Sanırım Vice’yi (yeni adıyla Fındıklı) geçtikten sonra Atina’ya (yeni adıyla Pazar) varmadan önce önümüzdeki tepenin yamacından aşağıya, yola doğru yuvarlanır gibi koşan bir erkek gördük. Kan ter içinde yamacı inip, yolun karşısına geçerek minibüse zamanında yetişti. Minibüse bindiğinde ilk sözü; “Kayınpederi vurdum” oldu.
Minibüsteki herkes, yaklaşık 7-8 erkek vardı, anlayışla karşıladı, kimisi tecrübelerine de yaslanarak, İstanbul’a yakalanmadan varması için ne yapması gerektiğini anlatmaya başladı. Otogarlardan, özellikle Rize, Samsun ve Ankara otogarlarından uzak duracak, İstanbul’a kadar olan yolculuğu otogar dışlarında minibüs değiştirerek sürdürecekti.
Yaşadığımız bölgede bu türden cinayetler doğaldı. Foucault’nun “nabız atımı” dediği şeye benzerdi. Genellikle ölen haksızdı. Cinayet, ölen’le öldüren arasında hiç kimsenin karışmaması gereken bir özel ilişki gibi algılanırdı. Failler öyle ya da böyle yakalanırdı, devletin hafızası her dem tazeydi. Hüküm giyer, doğal yaşamına verilen bu arayı genellikle metanetle karşılar, eninde sonunda geriye ailesine, kasabasına dönerdi; içimizden biri olarak, katil olarak değil.

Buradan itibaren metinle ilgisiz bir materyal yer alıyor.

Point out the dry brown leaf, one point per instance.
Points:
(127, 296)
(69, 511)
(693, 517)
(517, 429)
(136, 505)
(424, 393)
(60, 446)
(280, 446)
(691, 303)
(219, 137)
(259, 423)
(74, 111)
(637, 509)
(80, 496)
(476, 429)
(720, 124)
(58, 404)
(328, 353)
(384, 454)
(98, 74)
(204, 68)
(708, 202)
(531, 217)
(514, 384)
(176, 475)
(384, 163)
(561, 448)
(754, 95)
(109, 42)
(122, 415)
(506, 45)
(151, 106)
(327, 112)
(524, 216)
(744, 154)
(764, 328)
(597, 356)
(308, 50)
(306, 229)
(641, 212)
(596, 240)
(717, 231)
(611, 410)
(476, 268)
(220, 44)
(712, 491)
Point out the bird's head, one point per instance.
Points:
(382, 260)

Bu durum kader kurbanı dediğimiz durum değildir. Burada, kaderin akışını değiştiren duygularda anlık bir patlama söz konusudur, böyle olmaması gerekirdi ama artık yapacak da bir şey yoktur. O an aşılamamıştır. Aşılsaydı, belki de yaşam “normal” devam edebilirdi. Aşılamasının belli bir nedeni daha vardı; silah. Karadeniz’de, özellikle benim yaşadığım dönemde, hemen hemen her erkeğin belinde bir tane vardı. Eğer satın alacak para yoksa el aletleriyle evde yapılırdı. Cinayet, “nabız atımı”yla beldeki silahın kendi aralarındaki iletişiminin bir sonucu olarak ortaya çıkardı. Belki de, beldeki çenesi düşük, sahibini sürekli olarak “ben buradayım, aklında olsun” diye dürten silah olmasa birçok cinayet, birçok “nabız atımı” önemsiz kavgalarla sönümlenecekti.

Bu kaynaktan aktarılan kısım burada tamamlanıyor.